Haïti et l’Afrique : même contraste, même combat !



Dans la nuit du jeudi 25 au vendredi 26 février 2014, plus de 300 adolescentes nigérianes avaient été enlevées dans un pensionnat au Nigeria, par le groupe armé BokoHaram. À part des filles des classes de secondaires au lycée Marie Jeanne à Port-au-Prince, qui avaient participé à l’organisation d’une exposition en hommage à ces filles, on cherche encore une note de solidarité ou de sympathie de la part des institutions haïtiennes envers ces centaines de victimes.

Dans la nuit d’un dimanche au lundi, près de Lampedusa, en Italie. Au moins treize femmes sont mortes et une dizaine de personnes disparues. Elles étaient environ une cinquantaine de migrants d’Afrique de l’Ouest et de Tunisie à bord d’un canot qui a chaviré.

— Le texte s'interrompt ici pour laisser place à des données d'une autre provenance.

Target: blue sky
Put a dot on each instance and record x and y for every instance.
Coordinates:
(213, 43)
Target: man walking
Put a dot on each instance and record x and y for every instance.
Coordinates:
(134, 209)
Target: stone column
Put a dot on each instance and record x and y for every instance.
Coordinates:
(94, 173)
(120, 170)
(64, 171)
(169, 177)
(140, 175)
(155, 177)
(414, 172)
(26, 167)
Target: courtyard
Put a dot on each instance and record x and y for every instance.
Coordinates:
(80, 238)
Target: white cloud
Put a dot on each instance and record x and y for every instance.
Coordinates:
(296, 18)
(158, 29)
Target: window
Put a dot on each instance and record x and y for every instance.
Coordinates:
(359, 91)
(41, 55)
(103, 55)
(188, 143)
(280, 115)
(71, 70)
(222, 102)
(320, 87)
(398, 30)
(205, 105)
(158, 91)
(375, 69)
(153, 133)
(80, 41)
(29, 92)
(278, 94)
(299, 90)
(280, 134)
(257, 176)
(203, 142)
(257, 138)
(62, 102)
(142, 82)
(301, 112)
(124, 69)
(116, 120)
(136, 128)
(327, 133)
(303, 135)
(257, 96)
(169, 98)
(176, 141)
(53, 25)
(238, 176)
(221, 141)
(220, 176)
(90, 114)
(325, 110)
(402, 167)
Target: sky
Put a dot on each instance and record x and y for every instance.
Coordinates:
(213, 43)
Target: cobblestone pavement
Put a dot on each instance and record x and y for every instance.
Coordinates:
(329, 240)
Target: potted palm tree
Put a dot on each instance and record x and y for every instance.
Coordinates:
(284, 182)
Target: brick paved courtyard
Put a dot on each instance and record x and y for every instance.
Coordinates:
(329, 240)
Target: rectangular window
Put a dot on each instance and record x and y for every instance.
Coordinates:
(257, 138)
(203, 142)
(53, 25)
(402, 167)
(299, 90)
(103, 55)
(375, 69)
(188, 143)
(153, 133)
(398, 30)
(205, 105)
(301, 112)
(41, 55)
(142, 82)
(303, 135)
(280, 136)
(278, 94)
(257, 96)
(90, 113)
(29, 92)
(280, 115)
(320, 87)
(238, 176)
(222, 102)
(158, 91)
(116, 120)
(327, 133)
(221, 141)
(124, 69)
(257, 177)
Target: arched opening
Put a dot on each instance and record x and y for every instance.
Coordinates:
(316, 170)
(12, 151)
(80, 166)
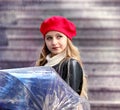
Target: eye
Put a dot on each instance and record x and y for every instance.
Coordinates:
(59, 36)
(48, 38)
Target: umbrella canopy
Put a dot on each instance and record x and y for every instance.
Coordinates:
(37, 88)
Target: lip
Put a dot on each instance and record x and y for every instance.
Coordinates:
(54, 48)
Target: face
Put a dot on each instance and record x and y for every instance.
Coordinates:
(56, 42)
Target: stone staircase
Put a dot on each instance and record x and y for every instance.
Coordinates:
(98, 38)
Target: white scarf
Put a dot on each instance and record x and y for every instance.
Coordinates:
(51, 61)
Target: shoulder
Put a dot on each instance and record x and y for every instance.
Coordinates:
(74, 64)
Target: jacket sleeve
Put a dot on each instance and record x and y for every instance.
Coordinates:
(75, 75)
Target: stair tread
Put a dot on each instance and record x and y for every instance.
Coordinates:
(103, 88)
(104, 103)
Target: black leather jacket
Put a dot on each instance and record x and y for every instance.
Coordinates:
(71, 71)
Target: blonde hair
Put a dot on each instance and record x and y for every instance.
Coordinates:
(71, 52)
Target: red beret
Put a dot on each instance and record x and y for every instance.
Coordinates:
(58, 23)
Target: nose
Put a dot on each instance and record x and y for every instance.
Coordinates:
(54, 41)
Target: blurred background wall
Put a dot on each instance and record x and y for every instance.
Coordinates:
(98, 39)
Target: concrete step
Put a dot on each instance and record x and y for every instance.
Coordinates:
(100, 55)
(105, 105)
(104, 78)
(101, 68)
(109, 55)
(83, 12)
(101, 92)
(21, 53)
(37, 40)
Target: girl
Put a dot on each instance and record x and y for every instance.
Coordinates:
(59, 52)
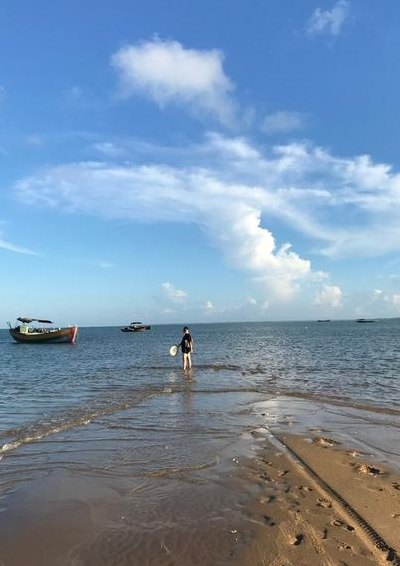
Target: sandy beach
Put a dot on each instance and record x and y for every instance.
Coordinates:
(272, 497)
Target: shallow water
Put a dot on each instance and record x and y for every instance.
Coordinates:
(113, 417)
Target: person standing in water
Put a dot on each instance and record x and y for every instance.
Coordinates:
(186, 345)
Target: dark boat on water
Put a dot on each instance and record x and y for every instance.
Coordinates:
(136, 327)
(23, 332)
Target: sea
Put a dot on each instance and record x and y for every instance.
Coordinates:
(113, 419)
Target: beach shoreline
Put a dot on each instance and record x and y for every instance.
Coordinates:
(263, 500)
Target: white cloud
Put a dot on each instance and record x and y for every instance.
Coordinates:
(5, 245)
(105, 264)
(167, 72)
(328, 22)
(231, 189)
(173, 293)
(209, 306)
(282, 122)
(329, 296)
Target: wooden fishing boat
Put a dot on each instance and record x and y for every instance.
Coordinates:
(136, 327)
(23, 332)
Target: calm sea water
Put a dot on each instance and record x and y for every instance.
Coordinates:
(109, 434)
(47, 388)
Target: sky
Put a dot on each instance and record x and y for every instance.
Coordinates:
(202, 161)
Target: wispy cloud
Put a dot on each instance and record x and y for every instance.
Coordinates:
(283, 122)
(6, 245)
(173, 293)
(328, 22)
(104, 264)
(231, 189)
(169, 73)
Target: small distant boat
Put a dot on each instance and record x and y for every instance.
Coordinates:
(136, 327)
(23, 332)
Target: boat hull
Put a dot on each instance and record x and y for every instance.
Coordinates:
(138, 329)
(61, 335)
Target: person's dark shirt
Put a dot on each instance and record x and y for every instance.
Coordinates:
(186, 343)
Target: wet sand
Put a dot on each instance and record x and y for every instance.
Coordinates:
(287, 492)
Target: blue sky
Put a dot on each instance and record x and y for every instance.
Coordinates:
(199, 161)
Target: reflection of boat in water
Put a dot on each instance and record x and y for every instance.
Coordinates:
(136, 327)
(41, 334)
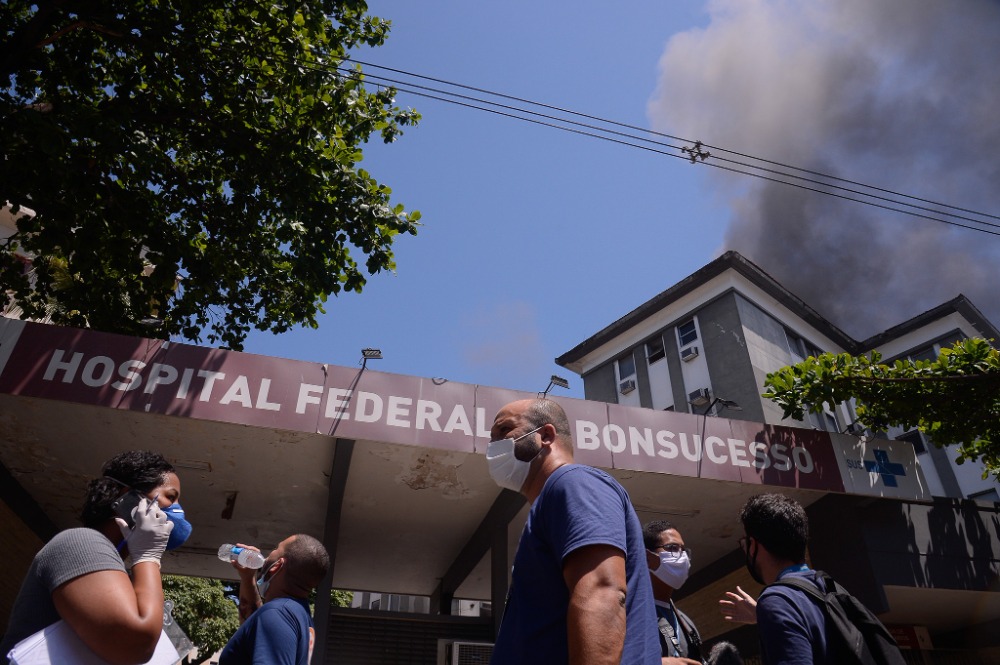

Nombreuses sont les institutions et les autorités de certains pays à prendre position autour de ce drame, survenu en octobre 2019, parmi les vagues migratoires en cascade qui faisaient la une dans les nouvelles.

Dommage que la République d'Haïti, qui fut mère de la liberté dans le monde, continue de rater depuis quelque temps les occasions d’inscrire sa voix, même de façon symbolique dans le combat des opprimés.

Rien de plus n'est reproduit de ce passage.